Giovanna sintió un corrientazo, lo miró a los ojos, y quedó prendada de esa mirada brillante y seductora, pero él, no era hombre de compromisos, como le gustaba una chica hoy, le encantaba otra mañana, era demasiado joven para tener algo formal, y su meta más importante era su carrera, pero a pesar de su corta edad, era un seductor.
Cuando se cansó de bailar con ella, le estampó un beso en los labios.
—Gracias por el baile. —Se retiró como si nada hubiera pasado.
Giovanna Rossi parpadeó, se recargó en una silla, porque las piernas le fallaron, no supo como reaccionar, pensó en que debió abofetearlo por atrevido, pero había caído presa de su encanto, sentía su cuerpo caliente.
«Me besó» pensó cuando reaccionó. «¿Quién eres? ¿Por qué siento calor? ¡Aléjense de mí, malos pensamientos!»
(***)
—¡No! —exclamó, volvió al presente, la muchacha a su lado se sobresaltó.
—¿Se encuentra bien, hermana?
La religiosa bebió de la botella con agua hasta el fondo.
—Sí, solo…—no podía mentir—, recordé un evento traumático en mi vida.
Giovanna con las manos temblorosas agarró su rosario, se puso a orar, no podía pensar en él, ni recordar el sabor de sus besos, ni el aroma seductor que desprendía su cuerpo, por dos razones importantes, su voto de castidad, y su estabilidad emocional.
***
Rodrigo se adelantó a su equipo de trabajo, quería investigar antes a qué clase de convento le habían enviado sus odiosos primos, y como siempre hacía lo que le daba la gana, en vez de irse en avión hasta Valencia y rentar un auto, prefirió ir en su convertible.
Estaba por llegar a Requena, había salido desde temprano, casi todo el camino iba en silencio disfrutando de esa paz, pero la verdad no le agradaba, así que encendió el reproductor de música, y el playlist que salió fue de música antigua.
—Eso me pasa por prestarle mi auto a mi papá, me cambia mi música —refunfuñó.
«La chica de humo by Emmanuel» empezó a sonar, y él empezó a juguetear con los dedos en el volante del auto.
A pesar de eso empezó a cantar a todo pulmón.
—Y yo qué sé, dónde va, dónde vive. Y todo está mal. Y siempre es igual. Y yo qué sé, que no soy detective. La paso fatal. Mi chica de humo. Mi chica de humo…

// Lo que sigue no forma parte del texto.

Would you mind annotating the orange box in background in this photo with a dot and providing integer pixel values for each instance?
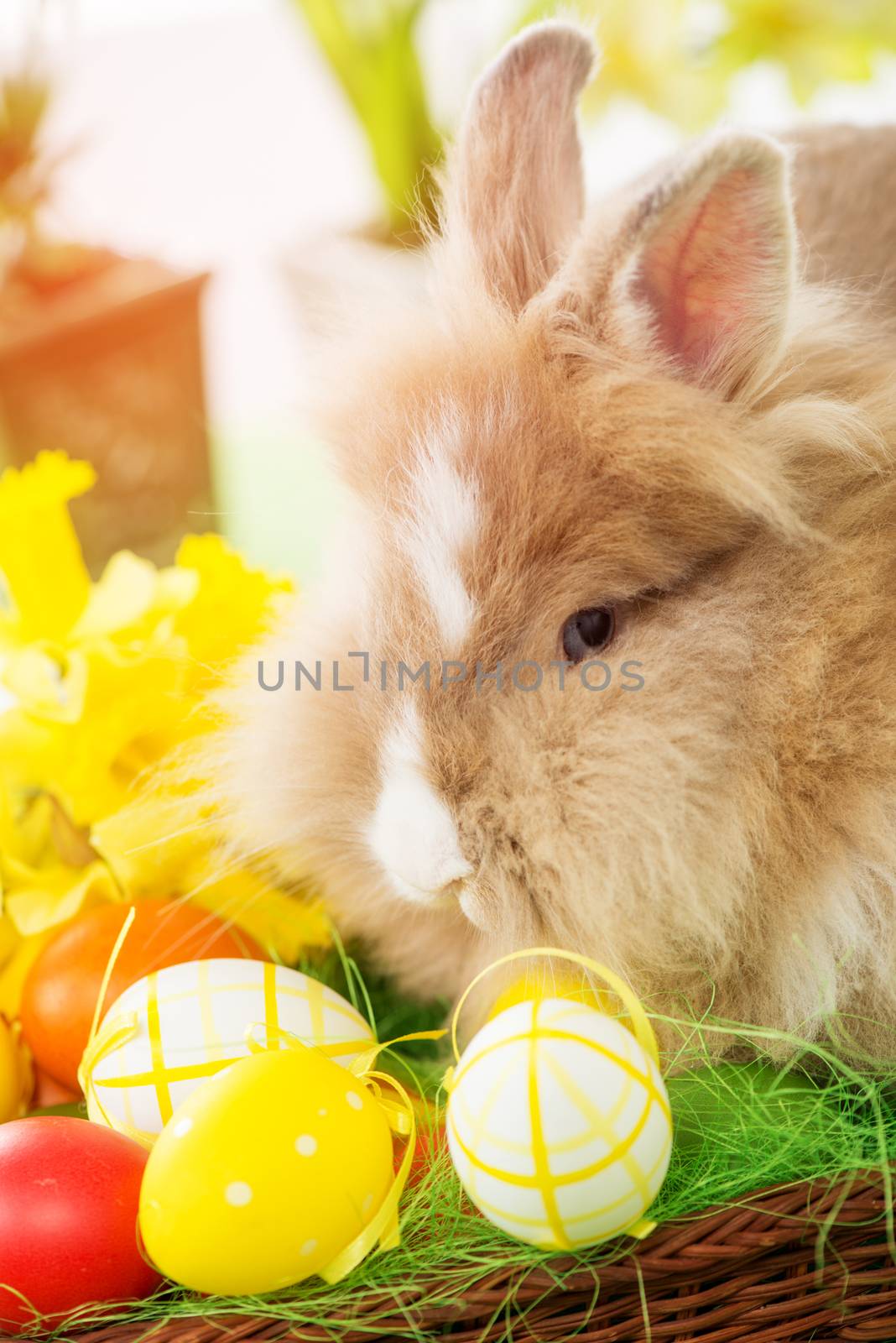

Iba canturreando y bailando, bajó un poco la velocidad porque ya había llegado a la ciudad, y mientras llegaba al orfanato, un pequeño bulto se atravesó en su camino.
Las llantas del auto de Rodrigo chillaron, frenó de golpe. Se quedó pálido, sin saber cómo reaccionar, solo miró a la mujer regordeta y a varias religiosas, cubrirse con las manos el rostro.
—No, no, esto no me puede estar pasando a mí.
Bajó con rapidez, y miró en el piso una pequeña niña, la chiquilla sollozaba agarrada su pierna.
—¡Lo que me faltaba! —exclamó, al menos pudo recobrar el aliento al ver que la niña no estaba inconsciente, entonces se inclinó. —¿Estás bien?
La pequeña negó, y luego alzó su cabecita, miró los azules ojos de aquel hombre, se reflejó en ellos, clavó su verdosa mirada llena de miedo y dolor en el hombre.
Rodrigo contempló a la niña, sintió un extraño pinchazo en el corazón, ese dulce rostro le era familiar, pero era demasiado despistado en esas cosas para saber a quién se parecía esa chiquilla, quien en ese momento era una perfecta desconocida para él; sin embargo, esa mirada llena de tristeza y terror conmovieron su alma desconociendo los motivos.